La Pologne, qui a déclaré son soutien indéfectible à l'Ukraine, accueille de très loin le plus grand nombre de réfugiés qui arrivent en flots continus depuis le début de l'invasion russe, selon le décompte du HCR. Les autres pays limitrophes, à savoir la Slovaquie, la Hongrie, la Roumanie et la Moldavie, ouvrent également leurs portes.
Chapitre 2
Fuir les combats
RTS - Benjamin Ribout
"Nous avons fait 24 heures de route avant d’atteindre la frontière. Il y avait tellement d’enfants et de femmes sur la route. Ce n’était pas facile. Ça nous a pris beaucoup de temps", raconte Denis, un habitant de Kiev d'origine serbe.

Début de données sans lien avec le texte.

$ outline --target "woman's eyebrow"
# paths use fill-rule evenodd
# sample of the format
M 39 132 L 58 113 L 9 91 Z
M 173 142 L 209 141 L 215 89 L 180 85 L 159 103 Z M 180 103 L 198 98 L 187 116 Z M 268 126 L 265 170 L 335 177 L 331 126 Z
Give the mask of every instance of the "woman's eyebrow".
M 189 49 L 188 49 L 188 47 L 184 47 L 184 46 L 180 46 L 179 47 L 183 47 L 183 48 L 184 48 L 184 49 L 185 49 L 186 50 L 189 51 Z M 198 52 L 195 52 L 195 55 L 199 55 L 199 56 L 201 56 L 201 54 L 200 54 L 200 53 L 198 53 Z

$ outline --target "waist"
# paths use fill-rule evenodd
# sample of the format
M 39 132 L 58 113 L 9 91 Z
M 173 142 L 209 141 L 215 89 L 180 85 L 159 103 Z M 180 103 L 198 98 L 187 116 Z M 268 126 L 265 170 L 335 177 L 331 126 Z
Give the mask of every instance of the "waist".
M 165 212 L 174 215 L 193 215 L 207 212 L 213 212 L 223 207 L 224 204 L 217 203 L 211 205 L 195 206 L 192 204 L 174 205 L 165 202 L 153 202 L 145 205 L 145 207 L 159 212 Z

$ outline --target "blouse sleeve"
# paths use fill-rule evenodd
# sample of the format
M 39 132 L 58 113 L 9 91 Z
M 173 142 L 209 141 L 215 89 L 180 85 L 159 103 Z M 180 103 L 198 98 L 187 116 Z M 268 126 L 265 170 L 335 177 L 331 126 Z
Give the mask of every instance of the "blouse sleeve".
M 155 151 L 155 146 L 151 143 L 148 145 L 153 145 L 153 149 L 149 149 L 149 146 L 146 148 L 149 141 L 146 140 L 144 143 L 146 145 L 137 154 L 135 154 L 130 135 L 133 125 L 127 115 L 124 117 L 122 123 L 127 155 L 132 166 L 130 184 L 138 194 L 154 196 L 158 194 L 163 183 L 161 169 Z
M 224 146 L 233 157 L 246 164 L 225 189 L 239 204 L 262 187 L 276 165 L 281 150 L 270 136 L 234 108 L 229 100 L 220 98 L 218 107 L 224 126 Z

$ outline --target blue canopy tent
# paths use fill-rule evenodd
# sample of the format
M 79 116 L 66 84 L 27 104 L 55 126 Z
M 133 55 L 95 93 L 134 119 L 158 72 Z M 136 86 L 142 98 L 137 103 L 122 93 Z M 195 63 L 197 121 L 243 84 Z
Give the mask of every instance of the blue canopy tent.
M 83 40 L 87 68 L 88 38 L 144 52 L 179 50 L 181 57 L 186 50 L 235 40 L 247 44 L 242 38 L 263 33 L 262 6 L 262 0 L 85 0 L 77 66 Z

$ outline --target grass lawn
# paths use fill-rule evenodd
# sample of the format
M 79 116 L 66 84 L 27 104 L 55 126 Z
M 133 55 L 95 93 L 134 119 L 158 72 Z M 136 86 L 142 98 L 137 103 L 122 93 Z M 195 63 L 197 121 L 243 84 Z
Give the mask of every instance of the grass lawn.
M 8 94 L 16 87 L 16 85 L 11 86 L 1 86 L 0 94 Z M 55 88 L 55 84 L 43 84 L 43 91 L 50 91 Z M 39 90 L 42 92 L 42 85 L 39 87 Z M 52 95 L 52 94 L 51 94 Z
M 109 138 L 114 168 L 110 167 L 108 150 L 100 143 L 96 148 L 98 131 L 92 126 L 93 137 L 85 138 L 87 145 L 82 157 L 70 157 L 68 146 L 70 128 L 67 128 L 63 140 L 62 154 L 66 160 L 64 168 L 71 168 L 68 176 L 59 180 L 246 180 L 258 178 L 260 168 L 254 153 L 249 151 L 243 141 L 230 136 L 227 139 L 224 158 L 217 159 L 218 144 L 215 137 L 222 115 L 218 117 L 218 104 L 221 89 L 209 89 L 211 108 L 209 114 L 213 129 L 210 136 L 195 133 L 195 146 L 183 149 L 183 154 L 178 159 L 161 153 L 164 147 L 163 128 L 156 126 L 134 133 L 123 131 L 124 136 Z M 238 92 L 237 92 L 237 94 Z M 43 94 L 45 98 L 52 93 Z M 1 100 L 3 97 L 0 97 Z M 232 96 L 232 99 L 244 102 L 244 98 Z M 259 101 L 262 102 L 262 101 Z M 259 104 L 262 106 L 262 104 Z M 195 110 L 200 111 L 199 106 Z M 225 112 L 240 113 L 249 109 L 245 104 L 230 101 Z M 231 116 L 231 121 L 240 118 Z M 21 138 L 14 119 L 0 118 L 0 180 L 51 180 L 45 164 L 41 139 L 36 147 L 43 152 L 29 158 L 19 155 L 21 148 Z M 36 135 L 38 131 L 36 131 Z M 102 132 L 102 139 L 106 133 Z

"Certaines personnes ont attendu plus de trente heures à la frontière. Pour moi, ça m’importait peu. La seule chose que je voulais, c’était de mettre ma famille en sécurité. Les hommes laissent leurs femmes et enfants à la frontière et retournent faire la guerre."
Comme Denis, les déplacés doivent souvent faire un choix draconien: aider le pays ou mettre leur famille à l’abri. En raison de la mobilisation générale, les gardes-frontières ne laissent pas sortir d'Ukraine les hommes en âge de prendre les armes.
Mais certaines femmes font aussi le choix de rester au pays. "Je veux que ma fille et mon petit-fils aillent chez ma sœur, qui vit en Bulgarie. Mais moi je retourne en Ukraine. Parce que je ne peux pas abandonner mon mari et mon gendre. Il faut que je rentre", explique ainsi Ivana, qui après avoir mis sa famille en sécurité en Roumanie va retourner à Tchernivtsi pour aider.
Je me sens coupable d'avoir quitté ma maison, de ne pas être restée pour aider là-bas... Mais ici, à la frontière, je peux aider
Pour celles qui partent, il faut parfois lutter contre un sentiment de culpabilité. "Mon mari est là-bas, en Ukraine, pour aider l'armée. Je ne connais personne ici, en Roumanie", explique Anastasia, une jeune Ukrainienne rencontrée à la frontière roumaine. Elle a dû fuir deux fois: Donetsk en 2014 et Tchernivtsi aujourd’hui. Elle perdu son oncle il y a deux jours, et s’est réfugiée en Roumanie, avec sa fille.
"Je me sens coupable d'avoir quitté ma maison, de ne pas être restée pour aider là-bas... Mais ici, à la frontière, je peux aider, notamment en traduisant de l'ukrainien vers l'anglais", précise-t-elle.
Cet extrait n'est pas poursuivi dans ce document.